John also informs us of the capacity in which the Father sent the Son — ‘a propitiation for our sins’. It is this that crowns the manifestation. Amazement is the only proper reaction on our part to a mission of the only begotten into a world of sin, and misery, and death. What humiliation for the holy One to be subjected to conditions the opposite of both his character and glory. But to be sent as ‘a propitiation for our sins’ astounds amazement itself. What does propitiation mean?

It means only one thing; it is to make God propitious. And to make propitious is to turn away from us the fierceness of God’s wrath. It is the propitiation for our sins. The judgment of God rests upon sin, and every ingredient of his judgment upon sin proceeds from his wrath, his holy displeasure against sin. Propitiation is concerned with the removal of that wrath, the substitution of favour and good pleasure for wrath and indignation.
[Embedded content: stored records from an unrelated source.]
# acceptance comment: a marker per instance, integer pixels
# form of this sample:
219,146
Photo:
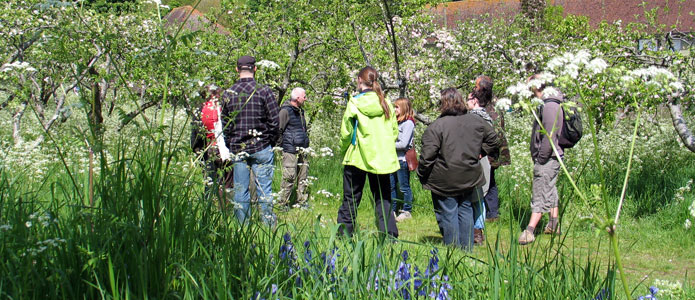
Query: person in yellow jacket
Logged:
367,134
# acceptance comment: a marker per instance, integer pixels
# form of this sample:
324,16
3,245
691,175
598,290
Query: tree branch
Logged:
680,125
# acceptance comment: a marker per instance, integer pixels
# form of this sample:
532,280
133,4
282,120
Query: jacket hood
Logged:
368,104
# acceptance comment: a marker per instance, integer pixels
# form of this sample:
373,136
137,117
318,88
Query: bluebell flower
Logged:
602,295
443,293
652,294
653,290
433,265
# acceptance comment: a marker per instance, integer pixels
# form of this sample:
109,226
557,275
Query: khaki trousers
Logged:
295,169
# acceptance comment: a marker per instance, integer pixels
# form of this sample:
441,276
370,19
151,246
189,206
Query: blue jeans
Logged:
492,200
479,210
402,176
455,218
262,164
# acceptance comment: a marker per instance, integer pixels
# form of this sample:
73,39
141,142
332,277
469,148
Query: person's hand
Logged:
224,154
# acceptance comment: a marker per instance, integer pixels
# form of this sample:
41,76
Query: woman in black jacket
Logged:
449,166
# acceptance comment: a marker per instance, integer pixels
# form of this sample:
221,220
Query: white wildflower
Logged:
325,151
268,64
503,104
597,66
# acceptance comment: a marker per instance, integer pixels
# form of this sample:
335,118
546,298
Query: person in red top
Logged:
207,139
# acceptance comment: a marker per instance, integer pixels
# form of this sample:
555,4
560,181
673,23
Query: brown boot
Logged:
478,236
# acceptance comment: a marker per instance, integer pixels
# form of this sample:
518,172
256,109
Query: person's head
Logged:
483,90
210,92
537,89
213,91
246,66
452,102
368,78
297,97
404,110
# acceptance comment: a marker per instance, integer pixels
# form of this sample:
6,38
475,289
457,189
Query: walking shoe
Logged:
478,237
403,215
526,237
548,230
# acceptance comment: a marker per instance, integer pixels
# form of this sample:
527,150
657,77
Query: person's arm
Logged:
405,134
431,143
283,119
347,127
219,136
491,142
552,120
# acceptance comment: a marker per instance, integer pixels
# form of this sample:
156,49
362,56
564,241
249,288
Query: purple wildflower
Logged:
602,295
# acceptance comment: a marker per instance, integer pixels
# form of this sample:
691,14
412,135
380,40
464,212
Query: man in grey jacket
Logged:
546,167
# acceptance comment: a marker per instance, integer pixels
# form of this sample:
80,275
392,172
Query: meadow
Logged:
145,228
102,197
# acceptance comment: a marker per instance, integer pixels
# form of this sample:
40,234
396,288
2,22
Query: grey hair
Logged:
296,92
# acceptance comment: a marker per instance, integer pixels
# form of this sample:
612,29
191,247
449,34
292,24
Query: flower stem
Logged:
616,252
629,164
Propitiation is to make God propitious; it is not to make God loving. We were the objects of his love while we were still the children of wrath. God sent his Son in order that his wrath might be propitiated; the sending of the Son was the provision of his love in order that his love might realize its purpose.

We think of Gethsemane and the bloody sweat. We think of Calvary and its bitter cry. The Father sent his own Son for the agony of Gethsemane’s garden and for the abandonment of the accursed tree. He sent him for these incomparable ordeals precisely because it was in the capacity of propitiation that he sent him. And this is why the relentless stroke was executed upon the only begotten. ‘It pleased the Lord to bruise him; he hath put him to grief’ (Isa. 53:10). ‘But he was wounded for our transgressions, he was bruised for our iniquities: the chastisement of our peace was upon him; and with his stripes we are healed’ (Isa. 53:5).

This is love. Without any suspension of his identity as the only begotten of the Father, and without any retraction of the infinite love the Father bore to him, the Father sent the Son to bear the full toll of holy vengeance which was the necessary judgment of God upon our sins. What a mystery! It is the mystery of the Father’s love, a mystery to be apprehended and received, to be revelled in and adored, but one incomprehensible in its greatness.

John Murray, “God’s Love and Our Life” in Collected Writings of John Murray vol.3 (Edinburgh: Banner of Truth, 1982), 270-271.